To assess our forecast, we compute an error metric. For the point forecast, we use Root Mean Squared Error (RMSE) and we use Continuously Ranked Probability Score (CRPS) for the probabilistic forecast. Both error metrics are built-in and can be called as follows:

rmse = model.rmseloss_metric(yhat_point, y_test)
crps = model.crps_ensemble(yhat_dist, y_test).mean()

which should result in an RMSE of 0.474 and a CRPS of 0.241.

Suppose we would like to improve on this result, for example by increasing the number of estimators from the default of 100 to 200:

model = PGBMRegressor(n_estimators=200).fit(X_train, y_train)

This should result in an improved RMSE of 0.446 and a CRPS of 0.228 on the test set.

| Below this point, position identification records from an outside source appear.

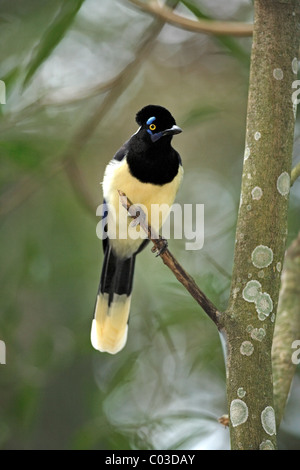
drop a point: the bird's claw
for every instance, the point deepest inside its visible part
(160, 246)
(139, 217)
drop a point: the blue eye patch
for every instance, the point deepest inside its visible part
(150, 120)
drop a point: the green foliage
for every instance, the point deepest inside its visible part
(53, 35)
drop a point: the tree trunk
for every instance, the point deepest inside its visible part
(262, 225)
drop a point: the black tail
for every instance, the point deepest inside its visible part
(109, 327)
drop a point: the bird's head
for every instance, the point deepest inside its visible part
(157, 121)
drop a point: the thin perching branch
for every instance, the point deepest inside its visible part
(160, 246)
(220, 28)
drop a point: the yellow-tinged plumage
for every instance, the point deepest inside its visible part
(156, 199)
(149, 171)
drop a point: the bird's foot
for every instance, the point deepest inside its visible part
(160, 246)
(139, 216)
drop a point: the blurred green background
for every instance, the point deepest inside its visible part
(76, 72)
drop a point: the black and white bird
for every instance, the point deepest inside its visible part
(149, 171)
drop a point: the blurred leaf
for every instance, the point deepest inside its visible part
(53, 35)
(21, 152)
(228, 42)
(196, 115)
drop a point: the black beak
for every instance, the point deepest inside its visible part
(172, 131)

This demonstrates how to set one of the parameters to make an improvement over the baseline result.

Parameter tuning

We can use external hyperparameter optimization tools such as Optuna to perform the parameter tuning in an automatic fashion. In the following code snippet we perform hyperparameter optimization for two hyperparameters. More specifically:

  • We are interested in the best settings for bagging_fraction and feature_fraction (see above for explanation).

  • We run 100 trials where each trial evaluates a different set of values for these hyperparameters.

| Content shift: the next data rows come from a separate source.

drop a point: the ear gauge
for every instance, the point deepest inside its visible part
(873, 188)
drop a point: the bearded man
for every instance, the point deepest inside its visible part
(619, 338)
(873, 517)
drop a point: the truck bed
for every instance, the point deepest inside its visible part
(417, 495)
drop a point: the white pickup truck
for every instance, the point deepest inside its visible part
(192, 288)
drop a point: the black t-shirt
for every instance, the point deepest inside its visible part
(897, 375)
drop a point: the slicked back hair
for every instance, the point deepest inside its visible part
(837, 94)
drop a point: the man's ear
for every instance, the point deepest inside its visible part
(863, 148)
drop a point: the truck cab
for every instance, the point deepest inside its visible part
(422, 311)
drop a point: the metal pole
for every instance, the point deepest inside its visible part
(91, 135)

  • We use sklearn’s cross_val_score using 5 folds (cv=5) with scoring neg_root_mean_squared_error, as the latter is the same metric we were previously interested in. Note that because this scoring function uses the negative error, we need to set the direction in our Optuna study to maximize.

  • We use GPU-training, and because training a PGBM model with this dataset does not saturate our GPU (RTX 2080Ti) both in CUDA core load as well as memory usage, we set n_jobs=5 to simultaneously run all 5 folds per trial on the same GPU, which completely saturates our GPU in CUDA core load. This significantly increases speed of the hyperparameter optimization and increasing the number of jobs should be considered if your GPU or CPU is not yet saturated running only one fold.

  • Within each fold, we train each model for 200 iterations.

import optuna
from pgbm import PGBMRegressor
from sklearn.model_selection import train_test_split, cross_val_score
from sklearn.datasets import fetch_california_housing
import numpy as np


class Objective(object):
    def __init__(self, X, y):
        self.X = X
        self.y = y
        
    def __call__(self, trial):
        # 1. Suggest values of the hyperparameters
        params = {'n_estimators': 200,
                  'feature_fraction': trial.suggest_uniform('feature_fraction', 0.5, 1.0),
                  'bagging_fraction': trial.suggest_uniform('bagging_fraction', 0.5, 1.0),
                  'device':'gpu'
                  }
        model = PGBMRegressor()
        model.set_params(**params)
        # 2. Fit model and score
        score = np.mean(cross_val_score(model, self.X, self.y, cv=5, n_jobs=5, 
                                        scoring='neg_root_mean_squared_error'))
        return score

# 3. Create a study object and optimize the objective function.
study = optuna.create_study(direction='maximize')
X, y = fetch_california_housing(return_X_y=True)
X_train, X_test, y_train, y_test = train_test_split(X, y, test_size=0.1, random_state=0)
objective = Objective(X_train, y_train)
study.optimize(objective, n_trials=100)
print(study.best_trial)

After the optimization, we can use the best parameters to fit our final model.

# 4. Set best parameters to a model and fit
model = PGBMRegressor()
model.set_params(**study.best_params)
model.set_params(n_estimators=200, device='gpu')
model.fit(X_train, y_train)

Now, we can evaluate the fitted model on our test set to see if we improved over the baseline:

# 5. Evaluate on test set
yhat_point = model.predict(X_test) # Point predictions
yhat_dist = model.predict_dist(X_test) # Probabilistic predictions
rmse = model.rmseloss_metric(yhat_point, y_test)
crps = model.crps_ensemble(yhat_dist, y_test).mean()

This results in an RMSE of 0.447 and a CRPS of 0.228, hence we didn’t improve over our baseline result but feel free to improve over our result!